Hmm.  Well, I mostly intended that stuff to apply to the core series, and I’m not really sure how it would work if you turned it to a different mechanical framework, but if you think there’s something you can get out of it, please, go ahead!  I’d be flattered, in fact – let me know how it goes!

Anonymous asks:

So what do you think of the mystery dungeon games?

Well, I only ever played the first one and have incomplete secondhand knowledge of the plot of the subsequent titles, so anything I say here applies only to Mystery Dungeon Red/Blue and should be taken with a grain of salt.  I like the feel of them a lot.  It’s nice to have Pokémon games that are just about Pokémon, without any of those pesky humans to get in the way (even if the plot felt it was necessary to have humans exist… somewhere else… without ever really explaining their relation to the world we were actually playing in…).  It’s just cool to have Pokémon working together to solve their problems and protect each other, although some more effort could have been spent on explaining why exactly their problems seemed primarily to be “other Pokémon” (“they’re really mad at everything because of the natural disasters, okay!”).

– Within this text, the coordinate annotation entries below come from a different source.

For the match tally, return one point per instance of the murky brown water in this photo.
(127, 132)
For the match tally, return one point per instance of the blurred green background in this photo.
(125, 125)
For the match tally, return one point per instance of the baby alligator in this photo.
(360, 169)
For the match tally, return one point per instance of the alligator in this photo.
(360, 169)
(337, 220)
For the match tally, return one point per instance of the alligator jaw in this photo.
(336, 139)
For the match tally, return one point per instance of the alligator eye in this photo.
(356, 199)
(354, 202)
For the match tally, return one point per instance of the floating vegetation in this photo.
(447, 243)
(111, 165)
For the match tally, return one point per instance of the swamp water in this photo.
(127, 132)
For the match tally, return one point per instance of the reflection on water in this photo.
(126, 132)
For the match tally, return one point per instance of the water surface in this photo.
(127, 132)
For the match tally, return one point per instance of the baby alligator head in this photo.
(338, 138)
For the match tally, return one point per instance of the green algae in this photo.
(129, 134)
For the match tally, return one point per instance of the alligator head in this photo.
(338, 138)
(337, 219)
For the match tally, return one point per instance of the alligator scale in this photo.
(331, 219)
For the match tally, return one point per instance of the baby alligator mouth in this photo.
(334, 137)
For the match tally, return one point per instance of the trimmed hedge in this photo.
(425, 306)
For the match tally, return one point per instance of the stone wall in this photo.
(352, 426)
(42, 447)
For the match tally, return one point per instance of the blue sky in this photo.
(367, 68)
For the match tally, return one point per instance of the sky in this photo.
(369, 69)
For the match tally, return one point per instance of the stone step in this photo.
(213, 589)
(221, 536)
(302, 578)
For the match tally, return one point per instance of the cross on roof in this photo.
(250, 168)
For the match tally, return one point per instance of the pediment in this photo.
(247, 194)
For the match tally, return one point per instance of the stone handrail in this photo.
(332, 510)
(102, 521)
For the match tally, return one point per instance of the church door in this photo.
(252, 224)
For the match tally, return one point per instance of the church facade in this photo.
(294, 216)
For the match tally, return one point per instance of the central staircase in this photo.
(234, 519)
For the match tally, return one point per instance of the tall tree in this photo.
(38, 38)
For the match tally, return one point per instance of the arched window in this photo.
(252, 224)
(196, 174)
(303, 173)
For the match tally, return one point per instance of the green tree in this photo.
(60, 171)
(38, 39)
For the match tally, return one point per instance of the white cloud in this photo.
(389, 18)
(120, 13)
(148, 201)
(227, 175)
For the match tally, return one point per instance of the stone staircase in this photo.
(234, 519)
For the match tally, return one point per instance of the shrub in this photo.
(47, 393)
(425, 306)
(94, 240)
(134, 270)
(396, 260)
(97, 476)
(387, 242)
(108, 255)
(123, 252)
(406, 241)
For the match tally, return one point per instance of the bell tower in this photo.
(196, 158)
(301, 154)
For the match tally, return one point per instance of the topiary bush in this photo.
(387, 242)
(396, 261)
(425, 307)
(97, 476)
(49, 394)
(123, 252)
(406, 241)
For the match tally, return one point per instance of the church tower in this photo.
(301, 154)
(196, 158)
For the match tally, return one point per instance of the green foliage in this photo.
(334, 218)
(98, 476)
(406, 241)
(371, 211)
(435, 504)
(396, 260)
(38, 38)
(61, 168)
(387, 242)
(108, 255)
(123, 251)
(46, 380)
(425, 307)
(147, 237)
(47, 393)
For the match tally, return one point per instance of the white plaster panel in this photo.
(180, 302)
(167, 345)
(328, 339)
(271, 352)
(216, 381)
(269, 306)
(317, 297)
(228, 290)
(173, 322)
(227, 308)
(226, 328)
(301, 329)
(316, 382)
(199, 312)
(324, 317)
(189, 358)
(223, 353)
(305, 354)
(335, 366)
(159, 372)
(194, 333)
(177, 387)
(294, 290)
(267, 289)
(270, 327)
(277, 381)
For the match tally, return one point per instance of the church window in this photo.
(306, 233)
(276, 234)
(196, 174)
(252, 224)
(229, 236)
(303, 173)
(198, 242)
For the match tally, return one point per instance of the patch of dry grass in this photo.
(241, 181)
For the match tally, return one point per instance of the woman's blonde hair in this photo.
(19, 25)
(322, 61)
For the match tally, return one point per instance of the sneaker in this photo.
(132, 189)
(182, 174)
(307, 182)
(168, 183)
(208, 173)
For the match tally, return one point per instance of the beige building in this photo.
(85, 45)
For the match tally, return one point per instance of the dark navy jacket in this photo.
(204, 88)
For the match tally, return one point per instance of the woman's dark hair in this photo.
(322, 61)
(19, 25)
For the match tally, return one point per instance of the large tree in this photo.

The gameplay was… flawed in a number of ways, though (and here I will remind you that I’m going purely off the first titles in the series; many or all of my complaints may actually have been addressed later, I don’t know).  Adding new Pokémon to your team happens entirely at random, which is frustrating.  The dungeons themselves very quickly start to feel like they’re all the same – you wander through a randomly generated maze hitting anything that gets in your way until you reach whatever it is that you’re there for.  Tactical positioning doesn’t play nearly as much of a role as you’d think.  Sometimes your companions’ AI just does incredibly stupid things, like running off down a long corridor in pursuit of… something… and not being able to find you again.  Some moves are either crazy overpowered or completely useless: Silver Wind just damages everything on the screen (in addition to its side-effect of sometimes raising all the user’s stats), so sometimes you just die before you can even get close enough to attack whatever is using it, whereas your companions’ AI has no clue how to handle some support moves like Reflect, and will spam them every time you take a step until they run out of PP, which is not really helpful.  Each Pokémon’s level-up move list seems to have been directly copied over from Ruby and Sapphire without any consideration for how the strengths and purposes of the different moves are changed by the radically different demands of the battle system – I can understand not wanting to review every Pokémon, but surely it would have made sense to tinker with the ones available as player characters (I played as Psyduck, whose level-up list is appalling compared to what most of the starter Pokémon get, with no real advantages to balance that).  In short… there’s a lot of evidence in there of a general lack of effort in adapting the existing material of the Pokémon franchise to the game mechanics implied by the new concept.  Maybe it got better; I don’t know.  I hope so, because it was a very cool idea.